In tre lustri (dal 1920 al 1931 e dal 1938 al 1942) il tecnico viennese vinse la bellezza di quattro campionati (1924-1925, 1928-1929, 1938-1939, 1940-1941) ponendo le basi e chiudendo il cerchio del mitico “Squadrone che tremare il mondo fa”.

Felsner giocava con un Metodo abbastanza classico in cui lo schema più conosciuto era il retropassaggio dell’ala per il cross dell’accorrente mediano, una sorta di precursore del gioco “a catena” sulle fasce.

L’altro nome importante è quello di Anton “Toni” Cargnelli, viennese ma di chiare origini friulane, che vinse uno scudetto con il Torino nel 1927/28 e con l’Ambrosiana-Inter nel 1943/40.

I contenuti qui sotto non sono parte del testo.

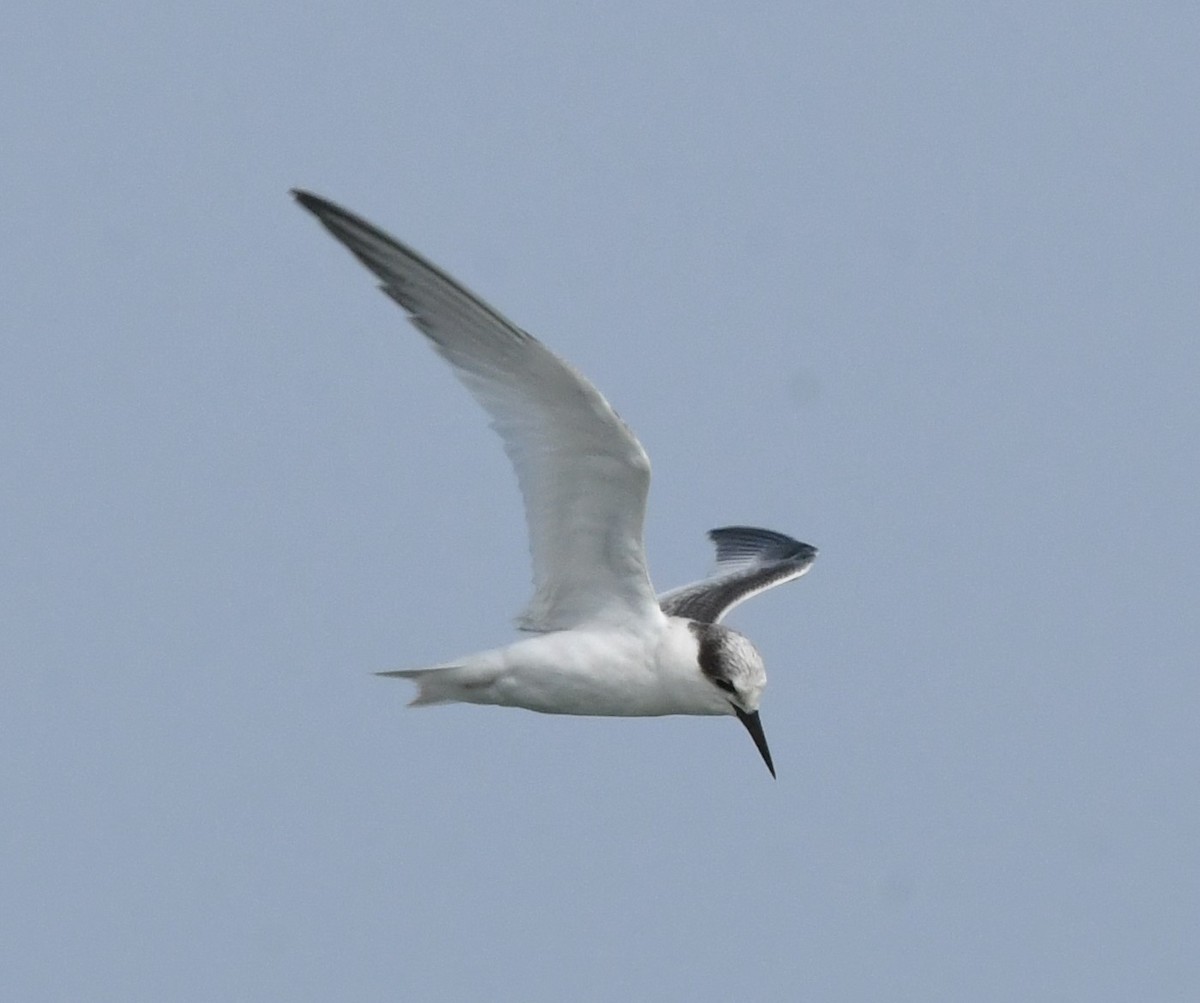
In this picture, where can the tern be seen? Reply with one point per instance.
(604, 643)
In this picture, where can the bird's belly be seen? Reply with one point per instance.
(599, 678)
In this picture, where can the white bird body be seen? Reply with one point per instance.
(641, 670)
(605, 643)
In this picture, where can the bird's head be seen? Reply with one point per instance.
(733, 667)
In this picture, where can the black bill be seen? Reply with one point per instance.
(755, 727)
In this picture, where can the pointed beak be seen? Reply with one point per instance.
(755, 727)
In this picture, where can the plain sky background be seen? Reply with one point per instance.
(917, 283)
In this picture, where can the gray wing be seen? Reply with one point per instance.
(748, 562)
(582, 473)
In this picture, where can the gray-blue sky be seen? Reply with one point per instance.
(917, 284)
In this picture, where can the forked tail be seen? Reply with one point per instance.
(447, 684)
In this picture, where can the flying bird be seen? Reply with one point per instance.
(603, 643)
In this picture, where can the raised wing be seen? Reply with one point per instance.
(748, 562)
(582, 473)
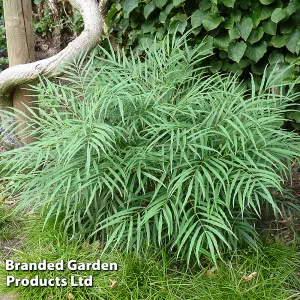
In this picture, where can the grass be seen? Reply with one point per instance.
(150, 276)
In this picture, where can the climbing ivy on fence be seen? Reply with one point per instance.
(244, 35)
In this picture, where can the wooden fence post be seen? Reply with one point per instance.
(20, 46)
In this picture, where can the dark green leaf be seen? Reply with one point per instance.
(229, 23)
(129, 5)
(148, 9)
(290, 58)
(222, 42)
(211, 21)
(293, 7)
(160, 3)
(278, 14)
(270, 27)
(234, 34)
(245, 27)
(228, 3)
(148, 26)
(237, 50)
(287, 27)
(276, 57)
(236, 14)
(178, 22)
(177, 2)
(293, 41)
(266, 2)
(256, 35)
(278, 41)
(196, 19)
(257, 51)
(207, 48)
(205, 4)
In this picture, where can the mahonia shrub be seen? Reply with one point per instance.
(153, 151)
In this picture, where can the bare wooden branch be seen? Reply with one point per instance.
(86, 41)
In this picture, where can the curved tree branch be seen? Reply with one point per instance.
(86, 41)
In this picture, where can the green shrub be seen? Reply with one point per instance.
(154, 151)
(241, 33)
(244, 35)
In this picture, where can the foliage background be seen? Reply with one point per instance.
(245, 36)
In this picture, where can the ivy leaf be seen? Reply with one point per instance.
(270, 27)
(160, 33)
(236, 50)
(257, 51)
(178, 22)
(228, 3)
(205, 4)
(211, 21)
(287, 27)
(256, 35)
(177, 2)
(245, 27)
(164, 13)
(207, 47)
(290, 58)
(148, 9)
(293, 7)
(260, 13)
(266, 2)
(148, 26)
(129, 6)
(222, 42)
(293, 41)
(229, 22)
(237, 15)
(196, 19)
(276, 57)
(278, 41)
(160, 3)
(234, 34)
(278, 14)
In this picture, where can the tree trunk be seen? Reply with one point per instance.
(86, 41)
(20, 48)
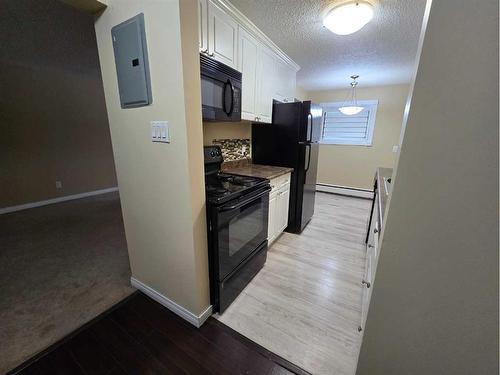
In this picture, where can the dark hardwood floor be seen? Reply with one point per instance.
(140, 336)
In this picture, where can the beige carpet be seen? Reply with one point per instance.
(60, 266)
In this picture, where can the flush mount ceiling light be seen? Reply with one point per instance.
(350, 106)
(347, 17)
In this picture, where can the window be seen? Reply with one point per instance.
(340, 129)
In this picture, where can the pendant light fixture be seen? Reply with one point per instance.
(346, 17)
(350, 106)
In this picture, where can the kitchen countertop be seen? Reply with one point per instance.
(257, 170)
(381, 176)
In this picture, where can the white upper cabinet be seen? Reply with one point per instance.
(266, 77)
(228, 36)
(222, 36)
(203, 25)
(248, 50)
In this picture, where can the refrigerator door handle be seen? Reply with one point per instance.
(309, 127)
(308, 147)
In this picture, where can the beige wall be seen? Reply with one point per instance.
(434, 307)
(53, 120)
(161, 184)
(354, 166)
(226, 130)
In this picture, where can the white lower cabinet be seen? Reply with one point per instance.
(279, 200)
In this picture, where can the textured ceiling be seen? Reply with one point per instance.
(382, 53)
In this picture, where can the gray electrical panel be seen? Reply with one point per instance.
(132, 65)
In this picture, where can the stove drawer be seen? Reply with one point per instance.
(232, 286)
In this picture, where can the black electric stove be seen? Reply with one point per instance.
(222, 187)
(237, 218)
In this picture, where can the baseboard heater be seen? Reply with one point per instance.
(345, 190)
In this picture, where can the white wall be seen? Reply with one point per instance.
(161, 185)
(354, 166)
(434, 307)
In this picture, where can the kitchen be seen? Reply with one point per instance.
(262, 150)
(254, 144)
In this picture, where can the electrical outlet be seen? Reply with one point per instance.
(160, 131)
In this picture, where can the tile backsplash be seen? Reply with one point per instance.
(234, 149)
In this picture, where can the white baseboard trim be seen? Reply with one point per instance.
(345, 190)
(25, 206)
(196, 320)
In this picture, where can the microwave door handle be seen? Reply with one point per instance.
(241, 204)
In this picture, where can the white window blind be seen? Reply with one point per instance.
(349, 130)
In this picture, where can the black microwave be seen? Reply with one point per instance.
(220, 91)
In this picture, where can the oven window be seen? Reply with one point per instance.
(211, 92)
(244, 228)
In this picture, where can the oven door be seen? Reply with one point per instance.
(220, 98)
(242, 228)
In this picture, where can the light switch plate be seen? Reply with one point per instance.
(160, 132)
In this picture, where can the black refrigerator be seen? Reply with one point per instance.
(292, 141)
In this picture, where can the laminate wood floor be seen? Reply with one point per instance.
(305, 304)
(142, 337)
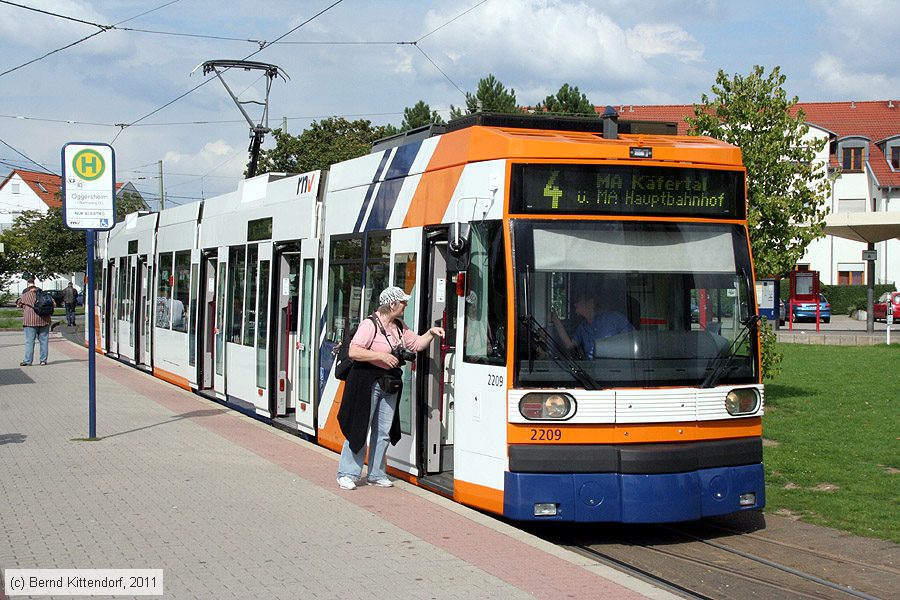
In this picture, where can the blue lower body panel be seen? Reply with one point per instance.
(626, 498)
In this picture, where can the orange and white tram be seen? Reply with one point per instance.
(501, 231)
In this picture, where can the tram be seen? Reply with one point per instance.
(518, 236)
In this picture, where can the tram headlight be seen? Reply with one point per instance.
(742, 401)
(553, 406)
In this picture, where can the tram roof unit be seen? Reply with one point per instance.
(137, 226)
(490, 136)
(283, 198)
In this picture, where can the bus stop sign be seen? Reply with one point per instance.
(89, 186)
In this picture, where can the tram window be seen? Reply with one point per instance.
(485, 327)
(163, 290)
(260, 229)
(192, 335)
(262, 329)
(181, 295)
(237, 264)
(377, 263)
(344, 287)
(250, 302)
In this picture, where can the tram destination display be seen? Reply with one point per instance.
(626, 190)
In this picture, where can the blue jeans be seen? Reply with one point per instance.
(43, 335)
(381, 415)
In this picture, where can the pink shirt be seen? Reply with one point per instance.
(369, 337)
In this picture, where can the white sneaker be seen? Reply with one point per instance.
(346, 483)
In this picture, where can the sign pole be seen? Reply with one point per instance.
(92, 355)
(89, 205)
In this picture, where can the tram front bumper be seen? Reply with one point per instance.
(633, 498)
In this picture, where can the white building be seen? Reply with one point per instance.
(863, 156)
(23, 190)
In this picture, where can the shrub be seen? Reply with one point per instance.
(771, 357)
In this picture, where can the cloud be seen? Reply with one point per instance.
(837, 77)
(661, 39)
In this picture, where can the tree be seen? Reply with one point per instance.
(41, 244)
(324, 143)
(787, 189)
(419, 116)
(567, 101)
(491, 96)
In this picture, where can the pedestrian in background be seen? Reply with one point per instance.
(70, 299)
(35, 326)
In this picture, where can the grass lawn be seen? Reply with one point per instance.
(11, 318)
(832, 438)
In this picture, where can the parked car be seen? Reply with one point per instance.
(880, 308)
(806, 311)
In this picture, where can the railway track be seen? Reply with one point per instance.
(727, 559)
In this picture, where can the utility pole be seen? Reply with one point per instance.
(162, 198)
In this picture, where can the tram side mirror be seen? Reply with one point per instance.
(458, 257)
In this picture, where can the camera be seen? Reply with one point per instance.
(403, 355)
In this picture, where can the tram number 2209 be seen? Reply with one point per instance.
(546, 435)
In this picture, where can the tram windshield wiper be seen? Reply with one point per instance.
(556, 352)
(721, 363)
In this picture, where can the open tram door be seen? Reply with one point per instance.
(206, 319)
(437, 386)
(219, 325)
(142, 312)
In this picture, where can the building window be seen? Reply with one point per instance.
(851, 205)
(852, 159)
(850, 278)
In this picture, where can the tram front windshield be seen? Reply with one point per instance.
(616, 304)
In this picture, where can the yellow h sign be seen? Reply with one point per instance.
(88, 164)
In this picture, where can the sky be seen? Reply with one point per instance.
(135, 86)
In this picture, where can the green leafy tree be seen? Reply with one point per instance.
(324, 143)
(567, 101)
(490, 96)
(41, 244)
(787, 188)
(419, 116)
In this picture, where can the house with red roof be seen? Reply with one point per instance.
(23, 190)
(862, 153)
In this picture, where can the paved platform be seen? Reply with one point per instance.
(840, 331)
(231, 508)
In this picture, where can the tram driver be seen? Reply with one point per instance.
(598, 322)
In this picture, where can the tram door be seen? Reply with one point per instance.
(206, 320)
(110, 318)
(126, 309)
(438, 403)
(142, 311)
(219, 379)
(307, 334)
(287, 344)
(406, 248)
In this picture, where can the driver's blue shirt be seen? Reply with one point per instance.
(604, 325)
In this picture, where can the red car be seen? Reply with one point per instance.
(880, 308)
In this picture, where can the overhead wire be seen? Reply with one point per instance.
(205, 81)
(102, 29)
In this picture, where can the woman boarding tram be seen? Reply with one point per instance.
(493, 229)
(381, 345)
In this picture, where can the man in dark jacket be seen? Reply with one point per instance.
(35, 326)
(70, 299)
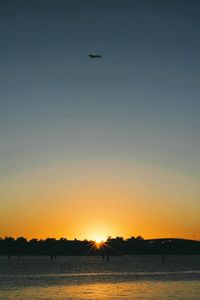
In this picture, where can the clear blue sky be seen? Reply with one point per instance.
(137, 106)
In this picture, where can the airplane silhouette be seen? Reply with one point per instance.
(94, 55)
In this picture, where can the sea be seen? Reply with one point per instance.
(91, 277)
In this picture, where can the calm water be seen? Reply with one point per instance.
(124, 277)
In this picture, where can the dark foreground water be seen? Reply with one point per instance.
(123, 277)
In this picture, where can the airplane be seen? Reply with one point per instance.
(94, 55)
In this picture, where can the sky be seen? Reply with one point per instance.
(91, 148)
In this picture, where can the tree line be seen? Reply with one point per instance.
(112, 246)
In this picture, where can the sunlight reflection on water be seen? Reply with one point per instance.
(136, 277)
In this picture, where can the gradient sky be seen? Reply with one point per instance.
(103, 147)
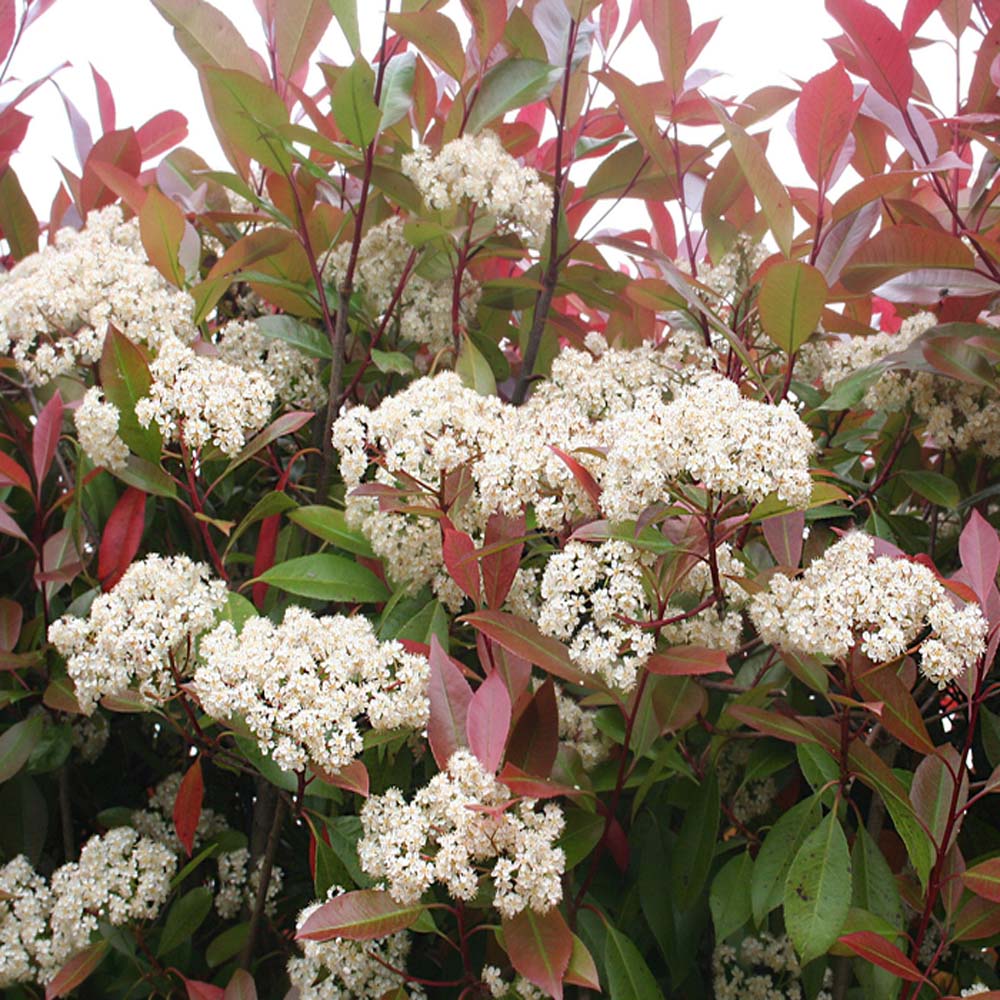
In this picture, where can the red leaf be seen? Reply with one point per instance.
(160, 133)
(11, 474)
(359, 916)
(824, 118)
(121, 150)
(529, 787)
(198, 990)
(105, 101)
(581, 475)
(500, 567)
(11, 617)
(917, 11)
(121, 538)
(882, 53)
(979, 548)
(449, 694)
(459, 553)
(487, 723)
(984, 880)
(45, 438)
(535, 740)
(884, 954)
(76, 970)
(187, 806)
(688, 661)
(241, 987)
(668, 23)
(539, 946)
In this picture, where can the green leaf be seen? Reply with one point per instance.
(768, 190)
(346, 13)
(397, 88)
(228, 944)
(330, 524)
(17, 218)
(17, 743)
(511, 84)
(628, 974)
(326, 577)
(268, 505)
(248, 115)
(206, 36)
(791, 301)
(729, 899)
(775, 857)
(184, 918)
(848, 392)
(818, 890)
(125, 379)
(474, 370)
(933, 486)
(354, 108)
(696, 843)
(359, 916)
(293, 331)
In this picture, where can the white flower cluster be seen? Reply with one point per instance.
(423, 435)
(584, 590)
(424, 305)
(96, 422)
(121, 878)
(477, 170)
(204, 400)
(954, 414)
(302, 686)
(711, 434)
(763, 968)
(572, 410)
(340, 969)
(454, 824)
(138, 631)
(55, 305)
(846, 596)
(233, 891)
(293, 376)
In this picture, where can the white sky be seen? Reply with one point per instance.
(758, 42)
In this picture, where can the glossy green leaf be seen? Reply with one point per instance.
(510, 84)
(330, 524)
(185, 917)
(817, 892)
(791, 300)
(326, 577)
(628, 974)
(354, 108)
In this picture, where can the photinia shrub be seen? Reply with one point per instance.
(495, 537)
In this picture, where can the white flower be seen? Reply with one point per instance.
(97, 430)
(303, 686)
(204, 400)
(709, 434)
(140, 631)
(585, 588)
(478, 170)
(845, 595)
(455, 824)
(56, 305)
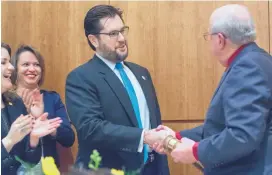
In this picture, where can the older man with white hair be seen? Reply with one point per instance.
(236, 137)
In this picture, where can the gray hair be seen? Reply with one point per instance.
(235, 22)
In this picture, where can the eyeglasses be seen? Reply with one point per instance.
(114, 34)
(207, 34)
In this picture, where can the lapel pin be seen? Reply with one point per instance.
(143, 77)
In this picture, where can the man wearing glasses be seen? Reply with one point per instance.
(112, 103)
(236, 137)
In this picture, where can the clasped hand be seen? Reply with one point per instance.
(183, 151)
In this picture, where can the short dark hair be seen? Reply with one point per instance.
(6, 46)
(93, 16)
(15, 59)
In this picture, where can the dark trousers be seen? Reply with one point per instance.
(151, 166)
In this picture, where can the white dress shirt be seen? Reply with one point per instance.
(144, 111)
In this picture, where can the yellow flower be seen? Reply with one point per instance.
(49, 167)
(117, 172)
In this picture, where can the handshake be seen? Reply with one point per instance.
(163, 140)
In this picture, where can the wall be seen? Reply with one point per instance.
(166, 37)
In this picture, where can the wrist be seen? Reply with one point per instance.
(34, 141)
(145, 134)
(178, 135)
(8, 143)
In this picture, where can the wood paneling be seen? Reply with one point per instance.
(166, 37)
(177, 168)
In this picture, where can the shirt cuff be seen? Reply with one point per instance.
(141, 144)
(178, 136)
(195, 148)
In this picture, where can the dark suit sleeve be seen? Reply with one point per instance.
(195, 134)
(164, 168)
(65, 135)
(86, 113)
(6, 159)
(246, 110)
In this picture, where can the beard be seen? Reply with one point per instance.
(113, 55)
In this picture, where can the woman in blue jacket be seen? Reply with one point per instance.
(17, 127)
(29, 75)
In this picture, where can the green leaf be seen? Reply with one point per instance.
(25, 164)
(92, 166)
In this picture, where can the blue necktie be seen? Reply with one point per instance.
(133, 99)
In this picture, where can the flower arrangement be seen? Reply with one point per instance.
(47, 166)
(95, 160)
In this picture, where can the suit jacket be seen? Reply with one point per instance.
(65, 135)
(236, 137)
(101, 111)
(22, 149)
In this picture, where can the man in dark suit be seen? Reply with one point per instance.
(112, 103)
(236, 137)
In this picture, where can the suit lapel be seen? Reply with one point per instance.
(249, 47)
(117, 88)
(145, 85)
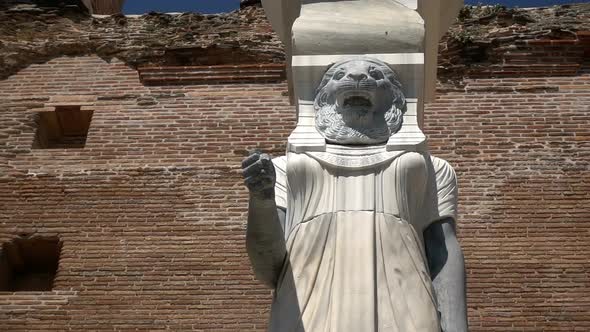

Cargnelli, altro metodista convinto, fu uno degli ultimi tecnici a giocare con il Metodo nella stagione 1948/49 quando era allenatore del Bologna.

cargnelli

Oggi

L’ultimo esemplare ancora attivo in Italia è il boemo Zdeněk Zeman, anche se il suo è un calcio influenzato maggiormente dalla scuola collettivista dell’Est Europa soprattutto per la rigidità del suo 4-3-3.

Lo schematismo delle trame gioco e la presenza di attaccanti estremamente rapidi e dinamici nelle movenze, stridono però con i giocatori flemmatici e compassati nel settore avanzato tipici del calcio danubiano.